What does id -Z show? Do you have a leak of system_dbusd_var_run_t into your session?
staff_u:staff_r:staff_t:s0 staff_u user s0 s0-s0:c0.c1023 staff_r sysadm_r system_r unconfined_r I don't have any other system_dbusd_var_run_t AVC or anything related to dbus right now.
Well I will reassign to util-linux to see if those guys have any idea.
chsh uses PAM, what do you have in your /etc/pam.d/{chsh,system-auth} ?
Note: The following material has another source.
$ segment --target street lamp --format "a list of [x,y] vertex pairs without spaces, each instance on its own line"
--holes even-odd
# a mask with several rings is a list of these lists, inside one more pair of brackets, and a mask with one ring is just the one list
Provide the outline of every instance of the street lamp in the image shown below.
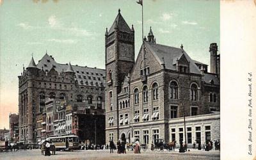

chsh : #%PAM-1.0 auth sufficient pam_rootok.so auth include system-auth account include system-auth password include system-auth session include system-auth system-auth : #%PAM-1.0 # This file is auto-generated. # User changes will be destroyed the next time authconfig is run. auth required pam_env.so auth sufficient pam_fprintd.so auth sufficient pam_unix.so nullok try_first_pass auth requisite pam_succeed_if.so uid >= 500 quiet auth required pam_deny.so account required pam_unix.so account sufficient pam_localuser.so account sufficient pam_succeed_if.so uid < 500 quiet account required pam_permit.so password requisite pam_cracklib.so try_first_pass retry=3 type= password sufficient pam_unix.so sha512 shadow nullok try_first_pass use_authtok password required pam_deny.so session optional pam_keyinit.so revoke session required pam_limits.so session [success=1 default=ignore] pam_succeed_if.so service in crond quiet use_uid session required pam_unix.so
$ ldd /lib64/security/pam_fprintd.so | grep dbus libdbus-glib-1.so.2 => /usr/lib64/libdbus-glib-1.so.2 (0x00007ffc43852000) libdbus-1.so.3 => /lib64/libdbus-1.so.3 (0x00007ffc4360d000)
Fixed in selinux-policy-3.9.3-1.fc14
selinux-policy-3.9.3-1.fc14 has been submitted as an update for Fedora 14. https://admin.fedoraproject.org/updates/selinux-policy-3.9.3-1.fc14
selinux-policy-3.9.3-1.fc14 has been pushed to the Fedora 14 testing repository. If problems still persist, please make note of it in this bug report. If you want to test the update, you can install it with su -c 'yum --enablerepo=updates-testing update selinux-policy'. You can provide feedback for this update here: https://admin.fedoraproject.org/updates/selinux-policy-3.9.3-1.fc14
selinux-policy-3.9.3-1.fc14 has been pushed to the Fedora 14 stable repository. If problems still persist, please make note of it in this bug report.